There is a “white man” café in Tokyo, where Japanese ladies ring a bell to summon tuxedo-wearing Caucasians who respond with “yes, princess?” and serve them cake.
In Japan there is an underwater mailbox. Up to 1500 letters are dropped here by divers each year.
In Japan, rōnin (the term for a masterless samurai) also nowadays refers to someone who is unemployed.
Okunoshima, Japan (aka Rabbit Island) has thousands of wild rabbits which began from only 5 released there in the ’60s. Since there are no natural predators to keep the rabbit population in check and tourists feed them, the rabbits have no fear of people and will swarm them with cuddles.
Baseball is so popular in Japan that many fans are surprised to hear that Americans also consider it their national sport.
Japan requires citizens between the ages of 45 and 74 to have their waistlines measured once a year and are expected to fall within an established range. Companies and local governments may face fines if their employees are overweight and do not meet these guidelines.
Japan has a museum devoted entirely to rocks that look like faces. There are over 1,700 rocks on display, and they include rocks that look like E.T. and Elvis Presley.

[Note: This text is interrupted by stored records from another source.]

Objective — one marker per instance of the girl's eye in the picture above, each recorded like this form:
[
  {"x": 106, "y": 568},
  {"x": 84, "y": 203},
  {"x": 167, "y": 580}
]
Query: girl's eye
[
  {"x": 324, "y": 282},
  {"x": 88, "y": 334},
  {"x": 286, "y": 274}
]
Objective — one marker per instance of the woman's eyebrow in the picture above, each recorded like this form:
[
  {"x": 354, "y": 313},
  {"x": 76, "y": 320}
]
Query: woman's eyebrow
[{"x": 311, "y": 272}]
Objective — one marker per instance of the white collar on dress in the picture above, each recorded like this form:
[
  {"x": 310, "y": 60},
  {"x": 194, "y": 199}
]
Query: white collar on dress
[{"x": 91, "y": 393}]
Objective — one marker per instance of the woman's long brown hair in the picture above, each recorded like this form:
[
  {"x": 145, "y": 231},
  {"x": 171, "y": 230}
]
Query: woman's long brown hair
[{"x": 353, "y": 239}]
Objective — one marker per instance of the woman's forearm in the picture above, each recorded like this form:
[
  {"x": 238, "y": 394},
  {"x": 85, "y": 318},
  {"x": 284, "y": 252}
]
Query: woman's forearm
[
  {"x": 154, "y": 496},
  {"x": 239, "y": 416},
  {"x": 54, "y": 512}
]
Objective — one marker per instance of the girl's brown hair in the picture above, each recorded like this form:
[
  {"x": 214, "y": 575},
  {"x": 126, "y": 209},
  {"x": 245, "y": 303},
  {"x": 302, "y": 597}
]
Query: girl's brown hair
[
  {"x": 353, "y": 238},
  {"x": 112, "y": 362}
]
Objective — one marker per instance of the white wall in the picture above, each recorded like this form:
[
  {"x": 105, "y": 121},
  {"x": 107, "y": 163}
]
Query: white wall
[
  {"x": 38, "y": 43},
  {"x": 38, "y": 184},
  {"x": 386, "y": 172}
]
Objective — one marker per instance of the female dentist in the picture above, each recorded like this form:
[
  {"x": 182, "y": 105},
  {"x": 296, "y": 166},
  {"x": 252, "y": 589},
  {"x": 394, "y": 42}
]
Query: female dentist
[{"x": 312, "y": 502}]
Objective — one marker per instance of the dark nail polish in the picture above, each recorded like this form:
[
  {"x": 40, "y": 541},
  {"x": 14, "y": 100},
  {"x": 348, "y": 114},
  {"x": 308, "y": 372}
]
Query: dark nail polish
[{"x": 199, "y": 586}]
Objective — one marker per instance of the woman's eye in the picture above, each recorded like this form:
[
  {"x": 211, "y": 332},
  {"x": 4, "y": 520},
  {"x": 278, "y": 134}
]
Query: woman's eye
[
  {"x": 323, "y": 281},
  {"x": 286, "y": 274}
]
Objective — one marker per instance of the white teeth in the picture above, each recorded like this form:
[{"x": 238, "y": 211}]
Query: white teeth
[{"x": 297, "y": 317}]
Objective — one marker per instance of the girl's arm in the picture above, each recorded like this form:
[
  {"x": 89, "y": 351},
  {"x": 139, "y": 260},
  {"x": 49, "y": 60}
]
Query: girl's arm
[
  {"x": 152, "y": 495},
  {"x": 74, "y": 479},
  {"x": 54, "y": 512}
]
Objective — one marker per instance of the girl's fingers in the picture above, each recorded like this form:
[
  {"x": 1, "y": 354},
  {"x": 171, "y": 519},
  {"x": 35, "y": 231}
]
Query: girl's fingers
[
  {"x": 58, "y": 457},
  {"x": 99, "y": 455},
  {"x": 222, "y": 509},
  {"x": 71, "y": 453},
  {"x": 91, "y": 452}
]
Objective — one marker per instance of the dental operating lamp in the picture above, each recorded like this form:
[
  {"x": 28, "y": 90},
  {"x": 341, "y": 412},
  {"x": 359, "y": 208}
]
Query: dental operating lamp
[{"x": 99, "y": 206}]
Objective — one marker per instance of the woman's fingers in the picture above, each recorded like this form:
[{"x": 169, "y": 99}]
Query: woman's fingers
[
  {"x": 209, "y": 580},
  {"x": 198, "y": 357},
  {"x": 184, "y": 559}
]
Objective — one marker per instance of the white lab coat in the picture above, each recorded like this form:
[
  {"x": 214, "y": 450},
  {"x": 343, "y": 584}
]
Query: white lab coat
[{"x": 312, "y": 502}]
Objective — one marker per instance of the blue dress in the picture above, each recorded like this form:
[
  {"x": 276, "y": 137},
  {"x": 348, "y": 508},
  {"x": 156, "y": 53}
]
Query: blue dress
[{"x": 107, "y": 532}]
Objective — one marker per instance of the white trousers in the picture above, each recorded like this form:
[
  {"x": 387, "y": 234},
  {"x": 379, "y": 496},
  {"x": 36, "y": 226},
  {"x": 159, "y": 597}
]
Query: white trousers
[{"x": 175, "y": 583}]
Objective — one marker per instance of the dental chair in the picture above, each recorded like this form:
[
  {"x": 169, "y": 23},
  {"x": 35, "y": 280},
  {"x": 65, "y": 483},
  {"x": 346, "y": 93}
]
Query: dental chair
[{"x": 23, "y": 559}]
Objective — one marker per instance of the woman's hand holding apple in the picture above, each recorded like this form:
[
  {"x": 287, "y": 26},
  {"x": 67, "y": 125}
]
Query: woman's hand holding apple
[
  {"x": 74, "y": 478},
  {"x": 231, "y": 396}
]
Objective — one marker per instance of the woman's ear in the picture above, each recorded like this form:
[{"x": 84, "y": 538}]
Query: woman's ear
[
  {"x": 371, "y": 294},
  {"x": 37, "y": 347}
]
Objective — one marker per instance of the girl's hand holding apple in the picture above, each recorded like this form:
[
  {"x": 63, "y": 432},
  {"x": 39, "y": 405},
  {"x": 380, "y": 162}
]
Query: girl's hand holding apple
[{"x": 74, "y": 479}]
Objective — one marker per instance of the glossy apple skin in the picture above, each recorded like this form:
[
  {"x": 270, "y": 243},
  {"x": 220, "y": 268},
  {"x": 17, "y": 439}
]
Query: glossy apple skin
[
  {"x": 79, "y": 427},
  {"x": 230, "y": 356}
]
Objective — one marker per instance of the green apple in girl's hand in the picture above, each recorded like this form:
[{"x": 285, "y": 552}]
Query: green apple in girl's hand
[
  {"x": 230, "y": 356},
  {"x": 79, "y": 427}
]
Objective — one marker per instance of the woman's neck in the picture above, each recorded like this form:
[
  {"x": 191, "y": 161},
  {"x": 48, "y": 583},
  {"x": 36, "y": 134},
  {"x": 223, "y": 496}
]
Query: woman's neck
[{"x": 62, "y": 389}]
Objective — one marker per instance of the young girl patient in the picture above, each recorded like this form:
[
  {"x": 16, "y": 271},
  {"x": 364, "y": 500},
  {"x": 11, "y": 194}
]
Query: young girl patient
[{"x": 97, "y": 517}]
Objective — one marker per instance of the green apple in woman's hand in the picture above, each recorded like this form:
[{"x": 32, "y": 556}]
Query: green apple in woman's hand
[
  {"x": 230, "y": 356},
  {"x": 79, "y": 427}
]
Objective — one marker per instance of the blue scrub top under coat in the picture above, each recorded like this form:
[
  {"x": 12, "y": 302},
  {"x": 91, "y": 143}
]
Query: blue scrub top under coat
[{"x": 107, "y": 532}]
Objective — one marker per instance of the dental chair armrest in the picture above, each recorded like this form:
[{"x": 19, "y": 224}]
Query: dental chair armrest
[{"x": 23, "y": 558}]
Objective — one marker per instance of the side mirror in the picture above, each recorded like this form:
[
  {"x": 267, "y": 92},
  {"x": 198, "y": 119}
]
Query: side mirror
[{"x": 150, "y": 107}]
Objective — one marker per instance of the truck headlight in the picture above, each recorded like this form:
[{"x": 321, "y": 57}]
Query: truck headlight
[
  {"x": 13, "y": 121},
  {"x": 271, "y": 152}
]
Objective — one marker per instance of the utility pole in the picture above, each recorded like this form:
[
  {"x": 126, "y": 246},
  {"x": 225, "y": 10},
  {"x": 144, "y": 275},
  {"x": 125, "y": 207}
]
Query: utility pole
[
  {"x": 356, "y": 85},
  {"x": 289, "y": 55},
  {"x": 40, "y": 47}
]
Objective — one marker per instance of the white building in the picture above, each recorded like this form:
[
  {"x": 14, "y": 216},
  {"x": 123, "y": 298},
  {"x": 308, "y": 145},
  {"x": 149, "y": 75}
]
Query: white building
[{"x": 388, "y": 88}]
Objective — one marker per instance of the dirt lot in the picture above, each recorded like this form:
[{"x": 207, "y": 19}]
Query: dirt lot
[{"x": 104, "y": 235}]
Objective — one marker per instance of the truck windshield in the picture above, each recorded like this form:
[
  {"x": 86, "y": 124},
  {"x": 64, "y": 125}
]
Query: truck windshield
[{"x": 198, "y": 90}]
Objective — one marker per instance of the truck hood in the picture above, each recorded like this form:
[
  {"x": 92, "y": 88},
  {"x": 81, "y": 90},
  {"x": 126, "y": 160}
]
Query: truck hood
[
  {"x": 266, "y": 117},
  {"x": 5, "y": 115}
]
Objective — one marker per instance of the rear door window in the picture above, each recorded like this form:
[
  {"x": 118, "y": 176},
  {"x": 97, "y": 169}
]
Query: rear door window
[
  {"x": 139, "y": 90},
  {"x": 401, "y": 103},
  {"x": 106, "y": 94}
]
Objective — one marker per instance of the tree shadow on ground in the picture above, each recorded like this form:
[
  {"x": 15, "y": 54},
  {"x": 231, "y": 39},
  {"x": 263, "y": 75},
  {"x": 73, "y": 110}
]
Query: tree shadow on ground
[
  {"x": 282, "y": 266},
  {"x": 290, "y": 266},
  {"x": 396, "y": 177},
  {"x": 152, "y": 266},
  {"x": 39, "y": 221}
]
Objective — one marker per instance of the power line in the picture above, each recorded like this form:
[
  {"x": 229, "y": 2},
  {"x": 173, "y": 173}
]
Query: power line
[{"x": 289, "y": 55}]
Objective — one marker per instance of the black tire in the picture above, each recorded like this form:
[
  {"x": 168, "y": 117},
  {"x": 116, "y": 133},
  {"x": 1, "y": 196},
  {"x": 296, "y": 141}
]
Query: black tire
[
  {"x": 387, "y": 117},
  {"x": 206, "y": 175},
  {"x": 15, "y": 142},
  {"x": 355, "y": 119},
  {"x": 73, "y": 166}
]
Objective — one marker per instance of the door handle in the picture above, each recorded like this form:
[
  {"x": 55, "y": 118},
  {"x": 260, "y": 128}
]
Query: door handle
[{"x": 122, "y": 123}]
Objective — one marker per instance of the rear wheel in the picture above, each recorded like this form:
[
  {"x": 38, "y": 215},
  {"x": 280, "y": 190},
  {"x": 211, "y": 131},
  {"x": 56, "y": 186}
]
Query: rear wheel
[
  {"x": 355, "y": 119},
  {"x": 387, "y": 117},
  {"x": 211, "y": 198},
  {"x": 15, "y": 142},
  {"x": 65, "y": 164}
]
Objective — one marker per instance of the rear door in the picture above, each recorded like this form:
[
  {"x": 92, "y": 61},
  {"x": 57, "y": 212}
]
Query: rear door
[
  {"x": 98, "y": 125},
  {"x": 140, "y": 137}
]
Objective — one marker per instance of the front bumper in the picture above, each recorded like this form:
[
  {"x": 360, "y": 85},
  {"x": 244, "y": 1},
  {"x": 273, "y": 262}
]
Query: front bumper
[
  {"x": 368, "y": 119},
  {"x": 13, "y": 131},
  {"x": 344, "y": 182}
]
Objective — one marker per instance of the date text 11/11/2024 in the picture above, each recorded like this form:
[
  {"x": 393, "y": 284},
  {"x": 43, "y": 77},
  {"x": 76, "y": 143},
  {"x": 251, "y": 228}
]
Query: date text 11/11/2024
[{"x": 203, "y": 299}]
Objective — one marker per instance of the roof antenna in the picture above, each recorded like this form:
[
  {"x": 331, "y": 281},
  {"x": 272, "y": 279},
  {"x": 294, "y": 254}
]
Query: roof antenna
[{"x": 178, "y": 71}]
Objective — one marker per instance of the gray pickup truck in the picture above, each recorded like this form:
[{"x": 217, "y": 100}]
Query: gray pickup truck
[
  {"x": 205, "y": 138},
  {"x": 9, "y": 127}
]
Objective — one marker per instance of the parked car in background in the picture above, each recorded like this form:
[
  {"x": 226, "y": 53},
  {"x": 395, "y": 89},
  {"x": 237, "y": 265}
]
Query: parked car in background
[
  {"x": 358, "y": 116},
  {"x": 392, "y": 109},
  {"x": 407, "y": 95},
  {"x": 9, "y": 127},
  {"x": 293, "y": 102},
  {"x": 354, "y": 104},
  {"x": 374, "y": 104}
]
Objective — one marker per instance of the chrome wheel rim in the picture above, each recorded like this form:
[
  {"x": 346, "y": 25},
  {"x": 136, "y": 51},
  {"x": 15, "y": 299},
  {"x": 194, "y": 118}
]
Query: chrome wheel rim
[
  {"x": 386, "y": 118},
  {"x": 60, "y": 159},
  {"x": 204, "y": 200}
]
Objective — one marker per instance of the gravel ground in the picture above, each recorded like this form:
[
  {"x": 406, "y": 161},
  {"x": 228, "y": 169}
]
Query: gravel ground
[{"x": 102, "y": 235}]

In Japan, death by overwork is so common that they have a word for it, “Karoshi”. Some examples of karoshi are: working 110 hours a week, working 3000 hours a year with no days off in 15 years, working 4320 hours a year, and working 34 hour shifts five times a month.
A Japanese engineer by the name of Shizuo Shinoda accidentally scraped some markings into a road with a bulldozer and drove over them, and realized that it was possible to create tunes depending on the depth and spacing of the grooves. In 2007, the Hokkaido National Industrial Research Institute refined Shinoda’s designs to create the Melody Road. They used the same concept of cutting grooves into the concrete at specific intervals and found the closer the grooves are, the higher the pitch of the sound; while grooves which are spaced farther apart create lower pitched sounds. Today, musical roads are known to exist in six countries: Denmark, Japan, South Korea, the United States of America, Mexico and San Marino.